So, Molly Siegel has been on my mind for a while now. When I was conceptualizing this blog, I knew I wanted to talk about her. For those who don’t know, she’s the lead singer of Ponytail, a Baltimore-based experimental pop band. In terms of sound and composition, they aren’t that far off from Deerhoof, a musically adventurous band I got into during my salad days ias a deejay at UT Austin’s KVRX (aka, fall 2002). I’d listened to Ice Cream Spiritual, Ponytail’s first full-length a bit last summer when it first came out. It was okay, but kinda all-over-the-place and I just don’t think I was ready to listen to it. Then I looked on Pitchfork’s year-end lists and the album was selected by Sarah Lipstate of Parts & Labor (who also worked at KVRX) as one of her favorite albums of the year. And, you know, Sarah was always a cool kid, so I thought, hmmm, okay, let’s try this again.
And then shit blew my mind. I went from thinking the single “Celebrate the Body Electric” was kinda okay to a magical place in which I wanted to inhabit. So I played the album and Kamehameha, their first EP, on a loop in anticipation of their attendance at SXSW 2k9. Long story short, their performance at Club de Ville the Saturday that I saw them was one of the best shows I saw during the festival. So great. Damn can they play. And they’re really fun live — they smashed a giraffe piñata and threw candy at the audience. I ripped off a leg for my desk.

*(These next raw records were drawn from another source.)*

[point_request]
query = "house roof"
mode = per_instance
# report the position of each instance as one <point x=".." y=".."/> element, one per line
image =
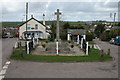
<point x="29" y="20"/>
<point x="76" y="31"/>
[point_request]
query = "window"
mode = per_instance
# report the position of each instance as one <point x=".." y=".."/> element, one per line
<point x="28" y="26"/>
<point x="36" y="26"/>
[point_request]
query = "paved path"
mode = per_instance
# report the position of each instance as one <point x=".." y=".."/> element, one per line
<point x="41" y="51"/>
<point x="6" y="51"/>
<point x="28" y="69"/>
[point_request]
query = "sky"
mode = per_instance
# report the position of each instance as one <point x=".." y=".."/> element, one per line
<point x="81" y="10"/>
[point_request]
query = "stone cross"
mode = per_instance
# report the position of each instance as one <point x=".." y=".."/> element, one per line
<point x="58" y="29"/>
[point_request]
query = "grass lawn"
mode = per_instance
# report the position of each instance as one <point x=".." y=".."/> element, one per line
<point x="94" y="55"/>
<point x="91" y="42"/>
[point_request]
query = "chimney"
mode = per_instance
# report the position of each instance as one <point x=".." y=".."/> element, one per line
<point x="44" y="19"/>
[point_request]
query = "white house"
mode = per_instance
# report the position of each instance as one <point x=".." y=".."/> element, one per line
<point x="34" y="29"/>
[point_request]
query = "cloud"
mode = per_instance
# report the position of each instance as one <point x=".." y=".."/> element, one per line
<point x="72" y="11"/>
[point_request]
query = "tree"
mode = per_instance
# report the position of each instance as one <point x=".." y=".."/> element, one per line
<point x="114" y="32"/>
<point x="99" y="29"/>
<point x="66" y="25"/>
<point x="89" y="36"/>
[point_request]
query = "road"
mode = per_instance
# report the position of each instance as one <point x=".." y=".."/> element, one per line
<point x="28" y="69"/>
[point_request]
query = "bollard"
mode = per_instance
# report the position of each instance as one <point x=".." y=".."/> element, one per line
<point x="20" y="43"/>
<point x="13" y="50"/>
<point x="57" y="47"/>
<point x="102" y="53"/>
<point x="87" y="48"/>
<point x="81" y="43"/>
<point x="20" y="51"/>
<point x="92" y="45"/>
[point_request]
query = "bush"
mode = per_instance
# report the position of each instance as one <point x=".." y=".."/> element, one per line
<point x="44" y="45"/>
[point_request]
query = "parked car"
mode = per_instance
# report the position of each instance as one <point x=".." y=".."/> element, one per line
<point x="117" y="40"/>
<point x="111" y="41"/>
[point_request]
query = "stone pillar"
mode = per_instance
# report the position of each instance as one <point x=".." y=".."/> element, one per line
<point x="78" y="39"/>
<point x="68" y="37"/>
<point x="81" y="43"/>
<point x="57" y="27"/>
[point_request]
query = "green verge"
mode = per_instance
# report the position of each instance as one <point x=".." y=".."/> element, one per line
<point x="94" y="55"/>
<point x="91" y="42"/>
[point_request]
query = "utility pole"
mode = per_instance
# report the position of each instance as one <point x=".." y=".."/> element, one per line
<point x="26" y="43"/>
<point x="114" y="19"/>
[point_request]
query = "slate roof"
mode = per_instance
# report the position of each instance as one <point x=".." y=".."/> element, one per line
<point x="31" y="19"/>
<point x="76" y="31"/>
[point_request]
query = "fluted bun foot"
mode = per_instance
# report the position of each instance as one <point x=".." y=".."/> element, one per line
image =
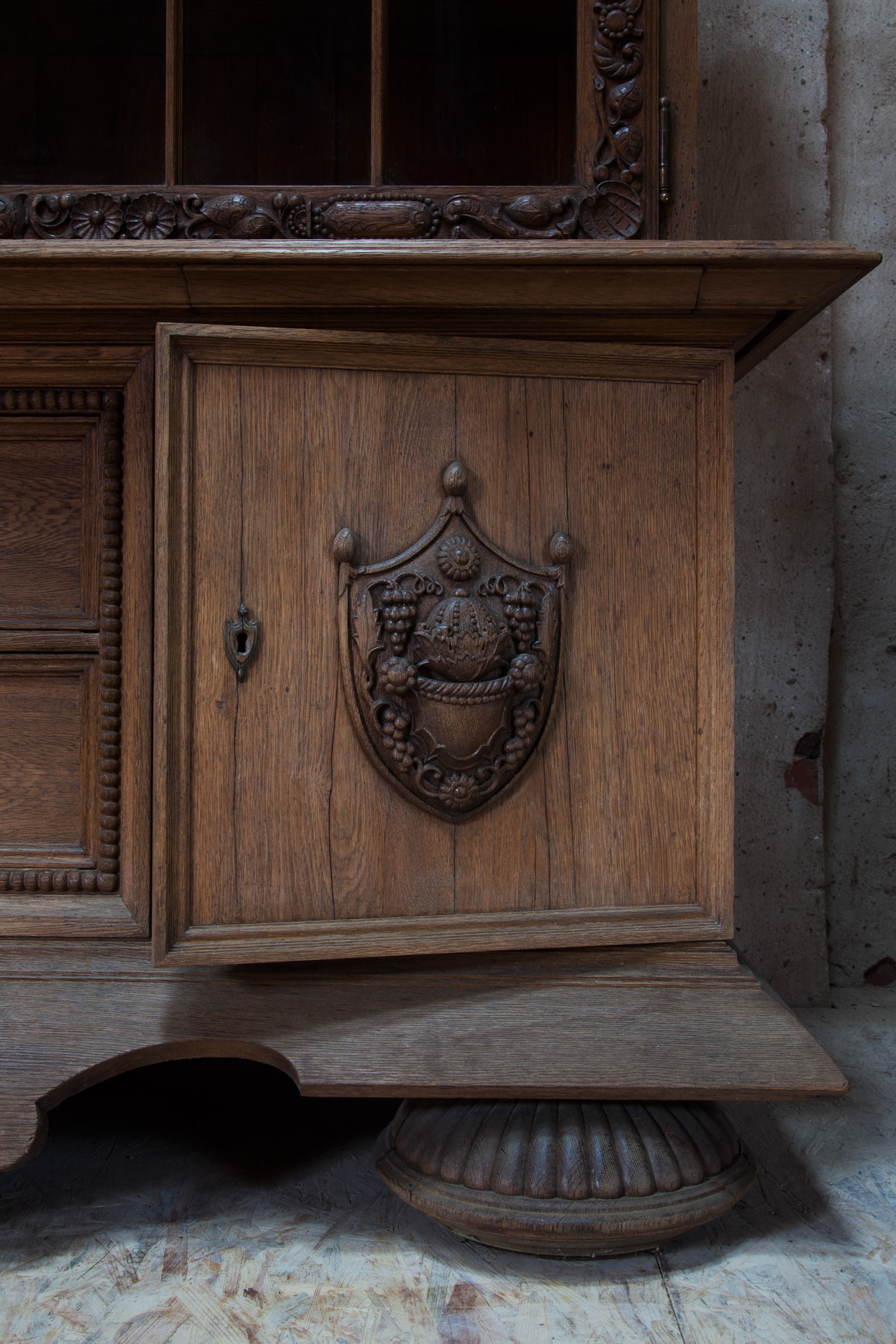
<point x="564" y="1179"/>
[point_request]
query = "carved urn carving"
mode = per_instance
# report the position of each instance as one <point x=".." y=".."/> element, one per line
<point x="450" y="656"/>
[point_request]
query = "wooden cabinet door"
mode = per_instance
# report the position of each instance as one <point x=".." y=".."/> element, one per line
<point x="277" y="834"/>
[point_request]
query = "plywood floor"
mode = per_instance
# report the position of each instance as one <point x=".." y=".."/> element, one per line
<point x="198" y="1203"/>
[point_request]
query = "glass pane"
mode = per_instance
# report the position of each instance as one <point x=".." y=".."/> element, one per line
<point x="83" y="92"/>
<point x="277" y="92"/>
<point x="481" y="92"/>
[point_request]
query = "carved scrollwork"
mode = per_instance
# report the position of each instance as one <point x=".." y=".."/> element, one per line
<point x="450" y="682"/>
<point x="377" y="216"/>
<point x="14" y="216"/>
<point x="615" y="207"/>
<point x="526" y="217"/>
<point x="152" y="216"/>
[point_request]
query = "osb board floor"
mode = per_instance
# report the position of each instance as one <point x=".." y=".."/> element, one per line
<point x="197" y="1203"/>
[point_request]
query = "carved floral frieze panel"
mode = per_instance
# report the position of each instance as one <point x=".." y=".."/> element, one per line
<point x="450" y="655"/>
<point x="609" y="203"/>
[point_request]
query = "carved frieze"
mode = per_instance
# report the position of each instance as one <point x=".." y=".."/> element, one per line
<point x="377" y="216"/>
<point x="612" y="209"/>
<point x="450" y="655"/>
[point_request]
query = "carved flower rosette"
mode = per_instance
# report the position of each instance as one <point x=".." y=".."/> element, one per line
<point x="450" y="655"/>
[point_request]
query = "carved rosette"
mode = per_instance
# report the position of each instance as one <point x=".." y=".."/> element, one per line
<point x="450" y="655"/>
<point x="566" y="1177"/>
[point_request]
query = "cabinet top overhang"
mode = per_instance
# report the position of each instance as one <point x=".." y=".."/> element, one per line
<point x="742" y="296"/>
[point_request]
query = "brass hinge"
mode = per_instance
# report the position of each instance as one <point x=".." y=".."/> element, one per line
<point x="665" y="134"/>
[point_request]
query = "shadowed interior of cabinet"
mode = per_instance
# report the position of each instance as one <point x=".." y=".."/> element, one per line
<point x="289" y="819"/>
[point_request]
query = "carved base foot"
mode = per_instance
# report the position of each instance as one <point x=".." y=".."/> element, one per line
<point x="566" y="1179"/>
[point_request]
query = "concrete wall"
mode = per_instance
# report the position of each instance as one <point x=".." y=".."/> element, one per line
<point x="798" y="140"/>
<point x="763" y="174"/>
<point x="862" y="742"/>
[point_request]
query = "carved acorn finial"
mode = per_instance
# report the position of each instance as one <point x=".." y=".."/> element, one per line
<point x="561" y="549"/>
<point x="454" y="479"/>
<point x="346" y="546"/>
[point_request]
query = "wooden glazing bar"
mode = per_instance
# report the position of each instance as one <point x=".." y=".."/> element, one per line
<point x="586" y="116"/>
<point x="174" y="89"/>
<point x="379" y="55"/>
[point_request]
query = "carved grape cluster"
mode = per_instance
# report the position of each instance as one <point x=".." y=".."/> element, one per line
<point x="396" y="724"/>
<point x="399" y="616"/>
<point x="527" y="672"/>
<point x="520" y="610"/>
<point x="524" y="727"/>
<point x="398" y="675"/>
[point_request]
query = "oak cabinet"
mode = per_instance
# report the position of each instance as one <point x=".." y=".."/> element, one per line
<point x="365" y="701"/>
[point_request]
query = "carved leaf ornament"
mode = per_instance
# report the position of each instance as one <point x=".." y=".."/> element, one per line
<point x="450" y="655"/>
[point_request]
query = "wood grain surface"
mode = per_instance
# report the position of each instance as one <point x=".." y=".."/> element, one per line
<point x="676" y="1022"/>
<point x="209" y="1200"/>
<point x="76" y="631"/>
<point x="734" y="295"/>
<point x="267" y="456"/>
<point x="49" y="760"/>
<point x="49" y="547"/>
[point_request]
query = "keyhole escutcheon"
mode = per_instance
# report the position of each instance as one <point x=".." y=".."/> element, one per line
<point x="241" y="640"/>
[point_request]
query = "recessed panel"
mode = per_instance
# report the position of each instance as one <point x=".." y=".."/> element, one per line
<point x="481" y="92"/>
<point x="277" y="92"/>
<point x="289" y="816"/>
<point x="50" y="531"/>
<point x="83" y="92"/>
<point x="48" y="771"/>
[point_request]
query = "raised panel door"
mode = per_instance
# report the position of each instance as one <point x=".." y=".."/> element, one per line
<point x="279" y="834"/>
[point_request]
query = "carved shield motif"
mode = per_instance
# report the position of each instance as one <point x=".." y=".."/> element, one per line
<point x="450" y="656"/>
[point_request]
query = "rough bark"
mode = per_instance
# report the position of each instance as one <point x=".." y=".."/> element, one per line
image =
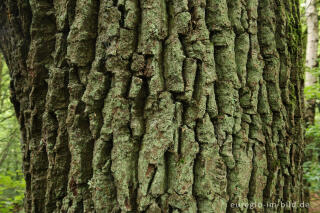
<point x="150" y="106"/>
<point x="311" y="54"/>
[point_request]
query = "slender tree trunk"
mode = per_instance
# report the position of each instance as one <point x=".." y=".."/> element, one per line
<point x="157" y="105"/>
<point x="311" y="55"/>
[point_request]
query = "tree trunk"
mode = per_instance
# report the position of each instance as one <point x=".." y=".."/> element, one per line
<point x="157" y="106"/>
<point x="311" y="55"/>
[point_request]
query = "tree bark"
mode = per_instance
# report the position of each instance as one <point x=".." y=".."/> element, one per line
<point x="311" y="55"/>
<point x="157" y="106"/>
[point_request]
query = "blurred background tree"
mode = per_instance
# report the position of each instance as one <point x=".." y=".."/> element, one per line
<point x="12" y="184"/>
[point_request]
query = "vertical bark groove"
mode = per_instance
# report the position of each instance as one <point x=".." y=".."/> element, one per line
<point x="157" y="106"/>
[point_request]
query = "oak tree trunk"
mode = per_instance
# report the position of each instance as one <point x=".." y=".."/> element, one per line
<point x="157" y="105"/>
<point x="311" y="55"/>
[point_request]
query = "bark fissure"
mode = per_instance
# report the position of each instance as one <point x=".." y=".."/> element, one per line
<point x="157" y="106"/>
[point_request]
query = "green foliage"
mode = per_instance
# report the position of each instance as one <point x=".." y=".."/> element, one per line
<point x="12" y="185"/>
<point x="11" y="191"/>
<point x="312" y="152"/>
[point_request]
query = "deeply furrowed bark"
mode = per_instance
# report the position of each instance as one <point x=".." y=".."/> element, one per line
<point x="157" y="106"/>
<point x="311" y="55"/>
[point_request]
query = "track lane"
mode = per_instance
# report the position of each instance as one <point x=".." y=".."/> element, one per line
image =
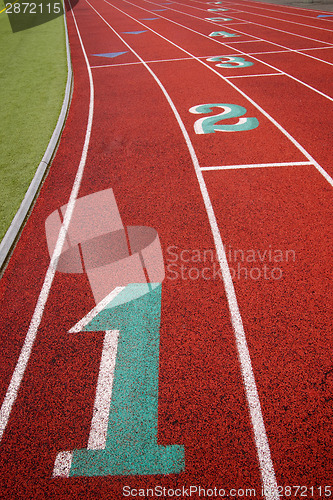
<point x="42" y="421"/>
<point x="39" y="452"/>
<point x="284" y="472"/>
<point x="241" y="40"/>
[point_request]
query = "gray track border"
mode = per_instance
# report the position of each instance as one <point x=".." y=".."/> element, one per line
<point x="11" y="237"/>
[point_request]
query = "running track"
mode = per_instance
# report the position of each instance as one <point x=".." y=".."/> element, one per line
<point x="246" y="375"/>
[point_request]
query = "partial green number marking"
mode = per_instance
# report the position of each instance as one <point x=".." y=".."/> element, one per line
<point x="208" y="124"/>
<point x="230" y="62"/>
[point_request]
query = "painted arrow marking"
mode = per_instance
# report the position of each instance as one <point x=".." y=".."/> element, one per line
<point x="134" y="32"/>
<point x="110" y="54"/>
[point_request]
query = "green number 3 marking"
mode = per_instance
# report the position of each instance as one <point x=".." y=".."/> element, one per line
<point x="208" y="125"/>
<point x="231" y="62"/>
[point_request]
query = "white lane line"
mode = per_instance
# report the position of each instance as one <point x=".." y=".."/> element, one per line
<point x="273" y="10"/>
<point x="252" y="76"/>
<point x="257" y="165"/>
<point x="96" y="310"/>
<point x="100" y="419"/>
<point x="269" y="7"/>
<point x="138" y="63"/>
<point x="228" y="44"/>
<point x="261" y="441"/>
<point x="26" y="350"/>
<point x="249" y="22"/>
<point x="286" y="51"/>
<point x="258" y="39"/>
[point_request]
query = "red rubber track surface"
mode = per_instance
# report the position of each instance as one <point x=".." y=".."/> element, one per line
<point x="137" y="148"/>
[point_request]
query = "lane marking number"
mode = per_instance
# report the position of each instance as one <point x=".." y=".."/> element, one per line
<point x="208" y="124"/>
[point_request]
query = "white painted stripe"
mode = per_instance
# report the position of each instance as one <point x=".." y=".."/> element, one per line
<point x="79" y="327"/>
<point x="62" y="464"/>
<point x="258" y="165"/>
<point x="252" y="76"/>
<point x="26" y="350"/>
<point x="261" y="441"/>
<point x="100" y="419"/>
<point x="140" y="64"/>
<point x="8" y="242"/>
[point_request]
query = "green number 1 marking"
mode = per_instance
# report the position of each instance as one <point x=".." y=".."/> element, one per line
<point x="230" y="62"/>
<point x="208" y="125"/>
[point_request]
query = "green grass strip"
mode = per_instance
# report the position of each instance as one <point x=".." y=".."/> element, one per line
<point x="33" y="74"/>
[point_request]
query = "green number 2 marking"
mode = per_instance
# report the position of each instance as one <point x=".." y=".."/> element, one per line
<point x="208" y="125"/>
<point x="230" y="62"/>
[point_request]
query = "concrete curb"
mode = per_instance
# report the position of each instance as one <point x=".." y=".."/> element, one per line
<point x="11" y="237"/>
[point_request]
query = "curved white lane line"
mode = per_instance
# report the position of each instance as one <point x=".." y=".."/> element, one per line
<point x="267" y="115"/>
<point x="26" y="350"/>
<point x="261" y="441"/>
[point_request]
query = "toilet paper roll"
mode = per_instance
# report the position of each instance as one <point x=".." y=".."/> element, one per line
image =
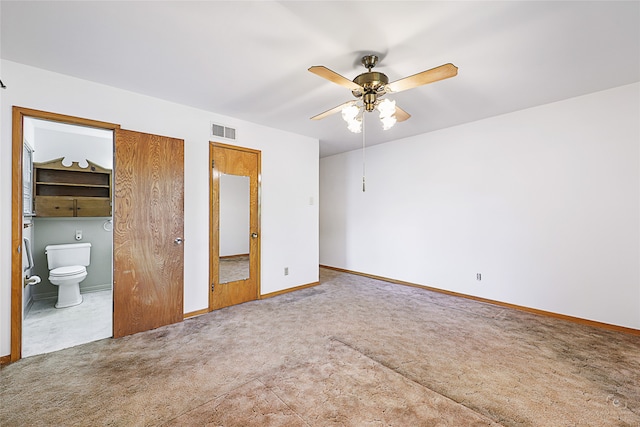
<point x="33" y="280"/>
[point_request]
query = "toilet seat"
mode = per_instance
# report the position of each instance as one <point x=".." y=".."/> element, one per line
<point x="70" y="270"/>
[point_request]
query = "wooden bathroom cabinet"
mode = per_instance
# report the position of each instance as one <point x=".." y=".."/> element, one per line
<point x="71" y="191"/>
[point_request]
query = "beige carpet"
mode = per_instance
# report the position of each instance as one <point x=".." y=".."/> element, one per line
<point x="352" y="351"/>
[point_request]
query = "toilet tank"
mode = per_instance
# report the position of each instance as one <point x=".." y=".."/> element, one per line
<point x="69" y="254"/>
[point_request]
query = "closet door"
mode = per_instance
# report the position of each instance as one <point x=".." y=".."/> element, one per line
<point x="148" y="259"/>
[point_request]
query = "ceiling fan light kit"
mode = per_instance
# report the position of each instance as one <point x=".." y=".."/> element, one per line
<point x="370" y="87"/>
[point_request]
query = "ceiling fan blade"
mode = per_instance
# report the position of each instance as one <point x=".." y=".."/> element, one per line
<point x="333" y="110"/>
<point x="433" y="75"/>
<point x="401" y="115"/>
<point x="334" y="77"/>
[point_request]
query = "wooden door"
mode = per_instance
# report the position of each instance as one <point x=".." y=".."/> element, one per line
<point x="237" y="162"/>
<point x="148" y="257"/>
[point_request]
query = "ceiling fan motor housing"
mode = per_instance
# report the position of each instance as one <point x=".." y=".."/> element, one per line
<point x="373" y="83"/>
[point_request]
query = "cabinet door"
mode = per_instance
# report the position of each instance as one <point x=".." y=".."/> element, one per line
<point x="92" y="206"/>
<point x="55" y="206"/>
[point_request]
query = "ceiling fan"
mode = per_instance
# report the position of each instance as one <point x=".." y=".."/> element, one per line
<point x="370" y="88"/>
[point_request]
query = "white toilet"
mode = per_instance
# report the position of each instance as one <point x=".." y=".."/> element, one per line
<point x="67" y="268"/>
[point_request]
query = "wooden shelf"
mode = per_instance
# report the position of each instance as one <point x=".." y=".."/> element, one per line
<point x="64" y="191"/>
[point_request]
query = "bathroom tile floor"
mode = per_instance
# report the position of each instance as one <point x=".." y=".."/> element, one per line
<point x="46" y="328"/>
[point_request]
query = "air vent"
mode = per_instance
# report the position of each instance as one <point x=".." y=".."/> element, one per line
<point x="222" y="131"/>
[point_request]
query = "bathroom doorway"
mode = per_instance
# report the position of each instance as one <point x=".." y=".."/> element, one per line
<point x="54" y="146"/>
<point x="140" y="165"/>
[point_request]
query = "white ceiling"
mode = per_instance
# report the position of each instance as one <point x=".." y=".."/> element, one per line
<point x="249" y="60"/>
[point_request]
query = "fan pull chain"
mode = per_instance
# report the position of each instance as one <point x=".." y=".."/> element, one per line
<point x="363" y="154"/>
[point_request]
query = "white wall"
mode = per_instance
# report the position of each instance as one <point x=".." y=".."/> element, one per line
<point x="289" y="177"/>
<point x="543" y="202"/>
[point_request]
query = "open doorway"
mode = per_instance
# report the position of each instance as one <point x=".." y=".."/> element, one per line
<point x="148" y="254"/>
<point x="22" y="210"/>
<point x="66" y="201"/>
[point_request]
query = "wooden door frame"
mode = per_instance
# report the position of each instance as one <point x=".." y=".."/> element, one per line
<point x="19" y="113"/>
<point x="214" y="220"/>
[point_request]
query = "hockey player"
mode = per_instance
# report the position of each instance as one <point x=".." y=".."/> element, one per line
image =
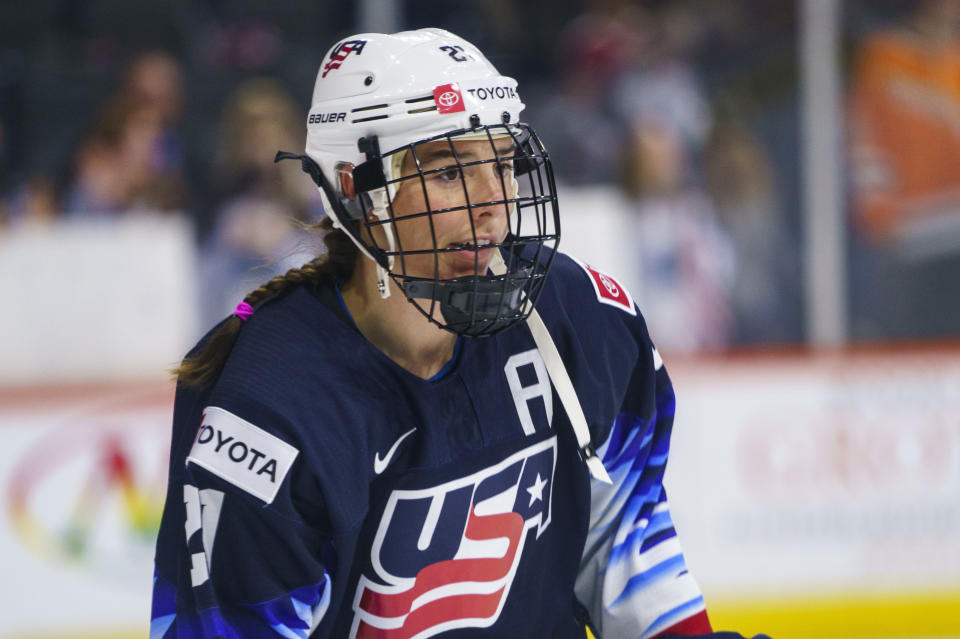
<point x="418" y="434"/>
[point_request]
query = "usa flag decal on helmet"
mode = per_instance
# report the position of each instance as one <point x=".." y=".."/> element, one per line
<point x="458" y="571"/>
<point x="340" y="53"/>
<point x="608" y="290"/>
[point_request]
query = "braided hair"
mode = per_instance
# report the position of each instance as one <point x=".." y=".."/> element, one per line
<point x="203" y="366"/>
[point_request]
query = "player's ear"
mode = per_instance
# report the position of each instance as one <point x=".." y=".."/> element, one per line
<point x="345" y="183"/>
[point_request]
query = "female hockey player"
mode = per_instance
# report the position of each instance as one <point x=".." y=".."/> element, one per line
<point x="418" y="434"/>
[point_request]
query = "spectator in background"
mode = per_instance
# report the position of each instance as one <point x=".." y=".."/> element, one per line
<point x="740" y="180"/>
<point x="686" y="262"/>
<point x="587" y="136"/>
<point x="119" y="168"/>
<point x="905" y="175"/>
<point x="252" y="238"/>
<point x="156" y="77"/>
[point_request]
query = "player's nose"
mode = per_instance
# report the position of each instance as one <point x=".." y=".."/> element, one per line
<point x="489" y="191"/>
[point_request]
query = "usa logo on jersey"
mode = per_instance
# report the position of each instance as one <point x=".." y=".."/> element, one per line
<point x="445" y="557"/>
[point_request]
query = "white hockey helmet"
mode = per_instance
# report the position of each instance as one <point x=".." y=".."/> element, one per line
<point x="379" y="96"/>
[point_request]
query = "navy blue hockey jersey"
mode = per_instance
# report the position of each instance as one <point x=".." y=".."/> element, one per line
<point x="318" y="489"/>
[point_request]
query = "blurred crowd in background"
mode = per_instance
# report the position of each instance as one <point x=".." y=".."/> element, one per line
<point x="688" y="109"/>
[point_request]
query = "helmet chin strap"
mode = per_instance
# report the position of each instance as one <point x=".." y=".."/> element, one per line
<point x="561" y="381"/>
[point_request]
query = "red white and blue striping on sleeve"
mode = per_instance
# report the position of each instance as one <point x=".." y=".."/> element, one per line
<point x="633" y="577"/>
<point x="292" y="616"/>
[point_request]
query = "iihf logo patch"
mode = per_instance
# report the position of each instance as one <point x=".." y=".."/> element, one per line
<point x="448" y="98"/>
<point x="445" y="557"/>
<point x="608" y="290"/>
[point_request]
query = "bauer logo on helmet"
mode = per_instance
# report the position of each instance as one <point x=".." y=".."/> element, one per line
<point x="448" y="98"/>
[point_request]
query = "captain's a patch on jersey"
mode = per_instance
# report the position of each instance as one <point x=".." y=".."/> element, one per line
<point x="608" y="290"/>
<point x="241" y="453"/>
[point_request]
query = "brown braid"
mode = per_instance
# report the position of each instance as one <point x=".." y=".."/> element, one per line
<point x="203" y="367"/>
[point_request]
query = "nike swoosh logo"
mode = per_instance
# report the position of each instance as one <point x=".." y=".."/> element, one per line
<point x="380" y="465"/>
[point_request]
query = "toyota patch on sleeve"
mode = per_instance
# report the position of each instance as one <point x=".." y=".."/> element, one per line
<point x="241" y="453"/>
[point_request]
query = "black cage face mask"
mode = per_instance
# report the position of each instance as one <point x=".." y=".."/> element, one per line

But I didn’t just see Siegel on stage. I saw her at the Mirah show (wearing a Ray Lewis Ravens jersey, no less) and also PJ Harvey‘s set as Stubb’s. (Aside: Michael Azerrad, who I saw at both the St. Vincent show at Central Presbyterian and the PJ’s show at Stubbs’ was also at Ponytail’s show. He stood right next to me and took pictures of the piñata. I’m pretty sure my shoes are in some of those shots. If you see a pair of blue Reeboks on the Interwebz, they’re mine). So, I guess I have Siegel’s (and Azerrad’s) taste in music. I’m okay with that. I at least think we could be music geek friends.
But the more I kept thinking about the show, the more entranced I became with Siegel’s performance and style. Anyone who’s listened to Ponytail knows that Siegel’s not one for words, instead usually preferring to coo, grunt, or scream in a sort of automatic language, foregrounded all the more by her spastic, confrontational stage presence. Pitchfork’s Mark Richardson asserted in his review of their first full-length that the stream-of-conscious, pre-verbal stages of childhood was a potential influence on both Siegel’s vocal approach and the band’s musical sensibilities (an approach he aligns with the work of fellow Baltimorean Dan Deacon). While there’s definitely merit to that argument, I think there’s something else going on, perhaps a site through which queer, non-normative girlishness can be accessed.
No, I don’t think we can wrench Siegel’s lesbian identity from her persona or performance style. Nor should we. Nor do I think she’d want to, if her casual references to the Indigo Girls (who were playing the same time as Ponytail when I saw them) are any indication.
I can’t speak for Siegel, but I can’t help but wonder if her sexuality is central to how she views her place in music culture. For one, she’s the only woman in the band, no less a band with a noisy, chaotic approach to music. For another, she is not an instrumentalist in that band and is thus in what many folks conceptualize as an objectified, often feminized position for a band member to occupy. To add to that, she doesn’t fit the standard female body type long adhered to within hipster culture. While short, she is far from gamine — a bit stocky, by no means dainty. Also, she doesn’t outfit herself in youthful, fashionable, traditionally female attire (think Jenny Lewis). Instead, she clomps around in Timberland boots and football jerseys, garments traditionally aligned with masculine dress made frumpy and destabilized by her petite figure.
In short, Siegel’s presence is unquestionably queer, a fact which informs her vocal style. Rather than infantile, as others may suggest, I’d argue that Siegel’s voice is actually quite complex — at times angry, giddy, abuzz with sexual delight, flip, petulant, seething with contempt, or uncertain of either herself or the world around her. In short, she seems to occupy a more complex matrices in which women (masculine women, no less) can claim space for themselves.